Add arguments to 'bash -c'

bash shell quoting arguments

56,422

Solution 1

You're interpreting the man page wrong. Firstly, the part about -- signalling the end of options is irrelevant to what you're trying to do. The -c overrides the rest of the command line from that point on, so that it's no longer going through bash's option handling at all, meaning that the -- would be passed through to the command, not handled by bash as an end of options marker.

The second mistake is that extra arguments are assigned as positional parameters to the shell process that's launched, not passed as arguments to the command. So, what you're trying to do could be done as one of:

/bin/bash -c 'echo "$0" "$1"' foo bar
/bin/bash -c 'echo "$@"' bash foo bar

In the first case, passing echo the parameters $0 and $1 explicitly, and in the second case, using "$@" to expand as normal as "all positional parameters except $0". Note that in that case we have to pass something to be used as $0 as well; I've chosen "bash" since that's what $0 would normally be, but anything else would work.

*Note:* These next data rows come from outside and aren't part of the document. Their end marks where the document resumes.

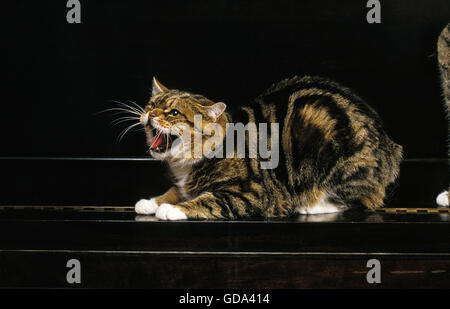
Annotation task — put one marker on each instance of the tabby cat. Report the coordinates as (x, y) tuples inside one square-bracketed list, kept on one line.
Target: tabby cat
[(443, 48), (333, 154)]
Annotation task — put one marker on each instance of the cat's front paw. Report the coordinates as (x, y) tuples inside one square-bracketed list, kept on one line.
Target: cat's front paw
[(170, 212), (442, 199), (146, 207)]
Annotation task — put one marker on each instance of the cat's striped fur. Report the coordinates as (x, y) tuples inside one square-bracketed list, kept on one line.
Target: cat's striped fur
[(334, 154), (443, 52)]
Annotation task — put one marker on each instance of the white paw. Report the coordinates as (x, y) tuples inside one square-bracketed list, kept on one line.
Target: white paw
[(442, 199), (146, 207), (169, 212)]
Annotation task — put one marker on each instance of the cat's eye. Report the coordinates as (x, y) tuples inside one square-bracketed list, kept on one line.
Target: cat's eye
[(174, 112)]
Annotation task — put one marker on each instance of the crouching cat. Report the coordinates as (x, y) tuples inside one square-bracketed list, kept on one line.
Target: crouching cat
[(443, 51), (332, 153)]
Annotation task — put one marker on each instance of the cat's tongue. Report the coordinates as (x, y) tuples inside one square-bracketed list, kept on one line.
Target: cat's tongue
[(157, 141)]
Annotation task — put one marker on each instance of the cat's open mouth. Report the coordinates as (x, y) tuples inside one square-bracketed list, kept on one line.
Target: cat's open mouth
[(161, 142)]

As for the reason it's done this way, instead of just passing any arguments you give directly to the command you list: note that the documentation says "commands are read from string", plural. In other words, this scheme allows you to do:

/bin/bash -c 'mkdir "$1"; cd "$1"; touch "$2"' bash dir file

But, note that a better way to meet your original goal might be to use env rather than bash:

/usr/bin/env -- "ls" "-l"

If you don't need any of the features that a shell is providing, there's no reason to use it - using env in this case will be faster, simpler, and less typing. And you don't have to think as hard to make sure it will safely handle filenames containing shell metacharacters or whitespace.

Solution 2

I’m not sure what your objective is, but if you’re simply trying to build a Rube Goldberg machine – “a contraption, invention, device or apparatus that is deliberately over-engineered or overdone to perform a very simple task in a very complicated fashion” – then try

sh -c 'ls $0' -l

sh -c 'ls $1' supercalifragilisticexpialidocious -l

or even

sh -c 'ls -$0' l

You should be able to understand how these work from godlygeek’s answer. As Derek Mahar commented, it’s important to emphasize that the script argument (the command string after -c) must be enclosed with single quotes and not double quotes. Otherwise the parent shell (in which you type the above command lines) would resolve any positional parameters in the script argument in the context of the parent shell. For example,

$ set -- The quick brown fox
$ sh -c 'echo "$0" "$1"' foo bar baz
foo bar
$ sh -c "echo '$0' '$1'" foo bar baz
bash The

56,422

Slartibartfast

Updated on September 18, 2022

Comments

Slartibartfast almost 2 years
Let's say that I want to run a command through Bash like this:
```
/bin/bash -c "ls -l"
```
According to Bash man page, I could also run it like this:
```
#               don't process arguments after this one
#               |   pass all unprocessed arguments to command
#               |   |
#               V   V
/bin/bash -c ls -- -l
```
except it doesn't seem to work (it seems ignored). Am I doing something wrong, or am I interpreting man page wrong?

Relevant quotes from man:

If the -c option is present, then commands are read from string. If there are arguments after the string, they are assigned to the positional parameters, starting with $0.

and

A -- signals the end of options and disables further option processing. Any arguments after the -- are treated as filenames and arguments.
Derek Mahar about 4 years

I think it's worthwhile to emphasize that you surrounded the script argument with single quotes and not double quotes, otherwise the shell in which you run /bin/bash would resolve any positional parameters in the script argument in the context of the active shell. For example, /bin/bash -c "echo '$0' '$1'" foo bar results in bash instead of foo bar.